Caros leitores. Este post é apenas para anunciar que fiz uma migração aqui que gostaria de ter feito há muito tempo, mas que só agora, que acumularam diversas coisas, tive ânimo pra colocar a mão na massa e realizá-las.

A primeira alteração, e principal novidade para vocês, foi a remoção do diretório “/blog” do domínio. Muitas empresas bloqueiam esta palavra em seus proxys internos e, sendo este um blog técnico, poderia estar dificultando o acesso de algum leitor em seu ambiente de trabalho e/ou educacional. É importante lembrar que essa migração é completamente transparente para os leitores de feeds.

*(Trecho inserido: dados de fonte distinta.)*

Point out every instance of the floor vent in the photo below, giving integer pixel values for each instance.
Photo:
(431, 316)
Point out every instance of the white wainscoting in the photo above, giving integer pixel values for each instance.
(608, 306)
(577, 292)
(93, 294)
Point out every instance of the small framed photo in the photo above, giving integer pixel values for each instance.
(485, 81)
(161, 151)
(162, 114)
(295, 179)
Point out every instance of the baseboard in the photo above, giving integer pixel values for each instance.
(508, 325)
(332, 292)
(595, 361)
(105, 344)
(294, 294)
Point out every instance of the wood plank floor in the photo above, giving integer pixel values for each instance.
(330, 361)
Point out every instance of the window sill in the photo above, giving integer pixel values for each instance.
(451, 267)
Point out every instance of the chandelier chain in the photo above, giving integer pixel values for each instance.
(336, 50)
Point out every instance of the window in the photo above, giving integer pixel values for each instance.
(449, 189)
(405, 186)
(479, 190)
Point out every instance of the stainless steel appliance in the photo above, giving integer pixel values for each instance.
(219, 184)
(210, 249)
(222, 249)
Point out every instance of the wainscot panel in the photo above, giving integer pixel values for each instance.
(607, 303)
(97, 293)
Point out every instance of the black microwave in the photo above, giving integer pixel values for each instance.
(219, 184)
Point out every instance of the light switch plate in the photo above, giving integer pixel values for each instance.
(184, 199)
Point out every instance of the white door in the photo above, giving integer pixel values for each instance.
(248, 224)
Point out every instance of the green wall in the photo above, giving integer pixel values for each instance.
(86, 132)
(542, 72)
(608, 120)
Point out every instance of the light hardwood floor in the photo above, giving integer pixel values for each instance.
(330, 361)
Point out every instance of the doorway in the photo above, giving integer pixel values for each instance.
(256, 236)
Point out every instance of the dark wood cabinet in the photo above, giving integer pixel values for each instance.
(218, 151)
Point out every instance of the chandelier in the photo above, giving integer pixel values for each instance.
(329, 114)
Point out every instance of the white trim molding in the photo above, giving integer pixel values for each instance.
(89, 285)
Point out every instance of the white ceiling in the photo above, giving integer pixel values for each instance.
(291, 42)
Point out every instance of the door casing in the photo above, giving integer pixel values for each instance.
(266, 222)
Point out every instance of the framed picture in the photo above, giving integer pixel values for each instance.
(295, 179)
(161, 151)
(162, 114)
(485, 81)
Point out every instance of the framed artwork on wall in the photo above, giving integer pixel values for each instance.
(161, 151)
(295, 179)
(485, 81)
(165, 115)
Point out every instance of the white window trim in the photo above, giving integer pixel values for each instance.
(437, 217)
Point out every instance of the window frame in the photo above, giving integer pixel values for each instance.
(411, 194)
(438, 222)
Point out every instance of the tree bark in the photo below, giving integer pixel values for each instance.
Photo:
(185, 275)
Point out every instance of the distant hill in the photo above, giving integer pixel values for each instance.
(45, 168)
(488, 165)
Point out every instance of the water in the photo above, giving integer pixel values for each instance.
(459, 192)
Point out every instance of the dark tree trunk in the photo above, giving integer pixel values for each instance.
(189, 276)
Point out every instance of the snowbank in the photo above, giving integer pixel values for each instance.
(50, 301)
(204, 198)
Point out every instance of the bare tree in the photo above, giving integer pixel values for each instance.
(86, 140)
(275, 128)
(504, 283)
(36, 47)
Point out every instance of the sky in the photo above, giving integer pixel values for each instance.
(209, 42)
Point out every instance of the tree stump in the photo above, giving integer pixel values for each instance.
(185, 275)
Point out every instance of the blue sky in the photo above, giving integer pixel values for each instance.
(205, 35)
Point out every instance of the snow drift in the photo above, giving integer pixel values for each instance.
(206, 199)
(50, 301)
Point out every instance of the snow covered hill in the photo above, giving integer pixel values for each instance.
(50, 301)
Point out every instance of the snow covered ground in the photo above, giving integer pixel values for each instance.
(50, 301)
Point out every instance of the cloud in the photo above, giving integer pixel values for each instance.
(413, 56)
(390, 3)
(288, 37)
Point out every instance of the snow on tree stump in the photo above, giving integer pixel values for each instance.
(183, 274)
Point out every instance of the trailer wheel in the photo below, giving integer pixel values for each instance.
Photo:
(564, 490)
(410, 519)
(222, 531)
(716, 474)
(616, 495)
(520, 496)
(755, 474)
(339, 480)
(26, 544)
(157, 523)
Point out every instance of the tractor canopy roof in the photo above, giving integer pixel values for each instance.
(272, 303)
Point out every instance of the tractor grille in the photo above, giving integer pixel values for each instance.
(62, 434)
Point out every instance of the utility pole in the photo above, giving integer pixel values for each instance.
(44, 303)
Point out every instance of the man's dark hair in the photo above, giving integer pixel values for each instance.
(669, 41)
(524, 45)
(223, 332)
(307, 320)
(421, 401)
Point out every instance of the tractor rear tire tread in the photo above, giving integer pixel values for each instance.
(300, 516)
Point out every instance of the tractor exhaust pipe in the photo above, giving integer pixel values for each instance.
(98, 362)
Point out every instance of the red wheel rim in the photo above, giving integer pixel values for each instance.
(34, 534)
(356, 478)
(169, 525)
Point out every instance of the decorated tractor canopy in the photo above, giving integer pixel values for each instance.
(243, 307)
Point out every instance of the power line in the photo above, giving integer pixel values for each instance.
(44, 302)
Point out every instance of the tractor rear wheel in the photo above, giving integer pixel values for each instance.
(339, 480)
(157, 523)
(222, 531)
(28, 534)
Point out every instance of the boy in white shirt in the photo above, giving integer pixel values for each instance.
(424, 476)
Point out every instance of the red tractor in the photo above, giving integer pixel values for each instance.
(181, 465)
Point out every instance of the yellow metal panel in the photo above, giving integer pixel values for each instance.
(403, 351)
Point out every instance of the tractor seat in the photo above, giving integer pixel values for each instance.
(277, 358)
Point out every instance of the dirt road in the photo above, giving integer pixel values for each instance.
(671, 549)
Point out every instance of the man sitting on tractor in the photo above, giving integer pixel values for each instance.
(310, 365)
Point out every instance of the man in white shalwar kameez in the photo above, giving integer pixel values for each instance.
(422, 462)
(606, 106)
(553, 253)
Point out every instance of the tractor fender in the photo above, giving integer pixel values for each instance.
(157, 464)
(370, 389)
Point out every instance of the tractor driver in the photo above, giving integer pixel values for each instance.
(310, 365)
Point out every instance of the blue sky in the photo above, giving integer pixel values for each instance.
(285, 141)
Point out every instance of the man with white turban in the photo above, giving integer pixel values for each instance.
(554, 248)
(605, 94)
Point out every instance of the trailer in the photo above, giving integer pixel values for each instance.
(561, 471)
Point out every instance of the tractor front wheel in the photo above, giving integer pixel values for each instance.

A segunda foi a resolução dos problemas de codificação de caracteres no blog. No cenário antigo, todo o banco estava codificado em ISO-8859-1, enquanto o padrão do Wordpress é UTF-8. Isso era quase imperceptível para os usuários, exceto aqueles que repararam em detalhes no calendário, mas a área de administração ficava exibindo caracteres estranhos. Agora está tudo nos conformes, com toda a aplicação utilizando o padrão UTF-8 para codificação.

A terceira, e última, foi a migração do Wordpress 2.3.x para a nova versão 2.5, que trouxe uma nova interface administrativa e algumas outras novidades que não afetam diretamente vocês, leitores. Foi bom ver o tema e todos os plugins funcionarem normalmente, inclusive aqueles que fiz especificamente para o blog.

Se encontrarem algum problema, por favor me avisem para que eu possa corrigi-los.